Considered an iconic figure of the Civil Rights Movement, the actions of Rosa Parks on December 1, 1955 live on, long after her October 24, 2005 death, at age 92. While most people likely know that she refused to give up her seat on a bus in Montgomery Alabama, here are five facts about Rosa Parks you may not know.
1. First Encounter With Bus Driver Was Not December 1, 1955
Segregation on city busses required that black riders enter through the front door to pay their fare, then get off the bus and re-enter through the back door.
In 1943, James Blake ejected Rosa Parks from his bus after she refused to get off and re-enter through the rear door. History Channel quotes statements Rosa Parks made in her autobiography about Blake. She stated, “I never wanted to be on that man’s bus again,” continuing, “I didn’t want any more run-ins with that mean one.”
2. She Did Not Intend To Start The Montgomery Bus Boycott
Rosa knew that the NAACP wanted to find a lead plaintiff to test the constitutionality of the Jim Crow Law, which segregated blacks and whites in “separate but equal” status.

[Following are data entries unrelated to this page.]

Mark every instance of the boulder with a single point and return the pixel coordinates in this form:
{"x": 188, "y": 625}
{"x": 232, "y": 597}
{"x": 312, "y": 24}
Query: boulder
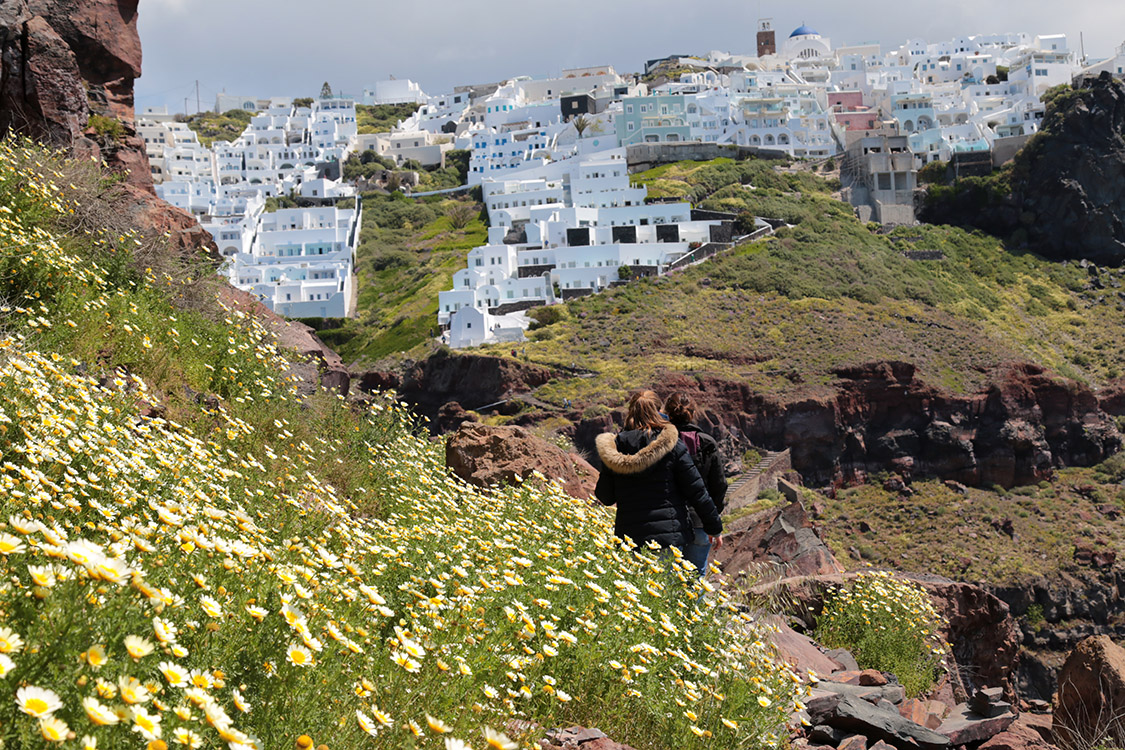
{"x": 1090, "y": 702}
{"x": 927, "y": 713}
{"x": 981, "y": 632}
{"x": 964, "y": 725}
{"x": 799, "y": 651}
{"x": 783, "y": 536}
{"x": 1018, "y": 735}
{"x": 486, "y": 455}
{"x": 42, "y": 92}
{"x": 860, "y": 716}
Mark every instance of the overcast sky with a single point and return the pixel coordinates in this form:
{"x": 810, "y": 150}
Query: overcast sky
{"x": 282, "y": 47}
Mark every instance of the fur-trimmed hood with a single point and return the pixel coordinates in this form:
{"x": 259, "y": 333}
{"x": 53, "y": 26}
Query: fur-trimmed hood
{"x": 630, "y": 463}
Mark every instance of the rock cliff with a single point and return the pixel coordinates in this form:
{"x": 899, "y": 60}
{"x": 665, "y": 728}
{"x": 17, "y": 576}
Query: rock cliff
{"x": 880, "y": 417}
{"x": 1064, "y": 192}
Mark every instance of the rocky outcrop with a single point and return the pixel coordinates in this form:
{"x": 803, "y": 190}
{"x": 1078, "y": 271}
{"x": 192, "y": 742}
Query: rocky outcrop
{"x": 781, "y": 536}
{"x": 1064, "y": 193}
{"x": 1073, "y": 606}
{"x": 471, "y": 381}
{"x": 980, "y": 631}
{"x": 64, "y": 61}
{"x": 1090, "y": 703}
{"x": 881, "y": 417}
{"x": 485, "y": 455}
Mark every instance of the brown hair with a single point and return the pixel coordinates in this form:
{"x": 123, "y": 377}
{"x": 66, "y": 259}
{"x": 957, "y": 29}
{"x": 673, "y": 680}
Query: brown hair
{"x": 680, "y": 407}
{"x": 645, "y": 412}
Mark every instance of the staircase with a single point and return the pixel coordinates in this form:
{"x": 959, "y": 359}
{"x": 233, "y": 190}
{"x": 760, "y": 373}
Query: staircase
{"x": 762, "y": 476}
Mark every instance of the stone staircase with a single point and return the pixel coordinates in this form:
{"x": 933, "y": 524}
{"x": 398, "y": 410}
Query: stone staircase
{"x": 763, "y": 476}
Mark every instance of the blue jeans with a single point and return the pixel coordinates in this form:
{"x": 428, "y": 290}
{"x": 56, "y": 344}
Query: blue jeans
{"x": 698, "y": 549}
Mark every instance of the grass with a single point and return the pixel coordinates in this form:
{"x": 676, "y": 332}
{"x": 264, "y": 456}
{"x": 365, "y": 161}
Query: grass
{"x": 194, "y": 549}
{"x": 888, "y": 624}
{"x": 782, "y": 314}
{"x": 914, "y": 533}
{"x": 407, "y": 253}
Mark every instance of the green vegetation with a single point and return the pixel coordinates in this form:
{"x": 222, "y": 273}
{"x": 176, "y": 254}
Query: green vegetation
{"x": 888, "y": 624}
{"x": 408, "y": 252}
{"x": 381, "y": 118}
{"x": 108, "y": 128}
{"x": 914, "y": 533}
{"x": 192, "y": 549}
{"x": 210, "y": 127}
{"x": 782, "y": 314}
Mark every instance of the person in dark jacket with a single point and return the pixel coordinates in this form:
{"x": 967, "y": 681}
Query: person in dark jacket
{"x": 704, "y": 450}
{"x": 650, "y": 477}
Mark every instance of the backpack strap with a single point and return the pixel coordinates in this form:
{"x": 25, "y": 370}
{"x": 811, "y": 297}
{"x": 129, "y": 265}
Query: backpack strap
{"x": 692, "y": 441}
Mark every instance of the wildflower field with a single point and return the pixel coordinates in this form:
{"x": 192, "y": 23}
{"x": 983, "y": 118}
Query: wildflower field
{"x": 889, "y": 624}
{"x": 254, "y": 566}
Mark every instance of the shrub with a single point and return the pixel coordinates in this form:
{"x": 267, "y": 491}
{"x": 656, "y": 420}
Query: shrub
{"x": 109, "y": 128}
{"x": 460, "y": 215}
{"x": 547, "y": 315}
{"x": 888, "y": 624}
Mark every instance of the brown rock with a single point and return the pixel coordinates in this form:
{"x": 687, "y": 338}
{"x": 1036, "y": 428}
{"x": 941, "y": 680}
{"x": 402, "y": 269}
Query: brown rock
{"x": 965, "y": 726}
{"x": 43, "y": 93}
{"x": 927, "y": 713}
{"x": 1090, "y": 701}
{"x": 800, "y": 651}
{"x": 1019, "y": 735}
{"x": 981, "y": 632}
{"x": 784, "y": 536}
{"x": 853, "y": 742}
{"x": 336, "y": 380}
{"x": 485, "y": 455}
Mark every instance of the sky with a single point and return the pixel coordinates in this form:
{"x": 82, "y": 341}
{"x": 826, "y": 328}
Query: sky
{"x": 281, "y": 47}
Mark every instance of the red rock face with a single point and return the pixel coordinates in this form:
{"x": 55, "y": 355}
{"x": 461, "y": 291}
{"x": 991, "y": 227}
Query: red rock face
{"x": 41, "y": 87}
{"x": 783, "y": 536}
{"x": 65, "y": 60}
{"x": 1090, "y": 703}
{"x": 485, "y": 455}
{"x": 881, "y": 417}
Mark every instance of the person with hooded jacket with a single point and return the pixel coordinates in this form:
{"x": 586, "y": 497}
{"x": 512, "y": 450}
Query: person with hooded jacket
{"x": 651, "y": 478}
{"x": 704, "y": 451}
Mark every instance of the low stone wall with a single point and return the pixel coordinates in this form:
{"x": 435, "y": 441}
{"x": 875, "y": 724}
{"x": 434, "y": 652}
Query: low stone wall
{"x": 641, "y": 156}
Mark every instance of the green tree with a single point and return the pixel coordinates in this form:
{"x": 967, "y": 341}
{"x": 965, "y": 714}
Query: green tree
{"x": 460, "y": 215}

However, when Rosa Parks refused to give up her seat on the bus, she did not intend that her action would turn into that case. Upon her release after NAACP president Edgar Nixon and long-time employer and friend, Clifford Durr paid her bail; Rosa met with Professor Jo Ann Robinson. The next day, over 35,000 copies of a flyer urging a bus boycott started the support that resulted in the famous Montgomery Bus Boycott, which lasted 381 days.
3. Found Guilty On Day 1 Of Bus Boycott
On December 5, 1955, day 1 of the bus boycott, the court found Rosa Parks guilty of violating segregation laws. CNN says that her attorney appealed the conviction “arguing the laws are unconstitutional.”
4. Her Name Was Not On The Case Challenging Bus Segregation
Edgar Nixon, Clifford Durr, Fred Gray and other activists discussed filing a lawsuit challenging bus segregation. Rosa Parks Facts says that the activists felt that Rosa Parks’ case was not ideal, given the criminal status of her case.
The activists, along with attorneys Thurgood Marshall and Robert Carter, chose the cases of four African-American women who had recent disputes with the Montgomery bus system. The cases of Claudette Colvin, Mary Louise Smith, Susie McDonald and Aurelia Browder challenged the constitutionality of bus segregation in Montgomery Alabama. Filed in U.S. District Court in February of 1956, Browder v. Gayle named Montgomery Alabama mayor, W.A. Gayle as defendant.
Federal judges ruled in June 1956 that bus segregation denied plaintiffs and other African-Americans “equal protection of the laws and due process of law secured by the Fourteenth Amendment.” In November 1956, the U.S. Supreme Court declared bus segregation unconstitutional.
5. Parks Was Among 20 Most Powerful And Influential Figures Of The Century
The “Mother of the Civil Rights Movement,” received numerous awards and recognition throughout her lifetime. Time Magazine named Rosa Parks one of the “20 most powerful and influential figures of the century” in 1999.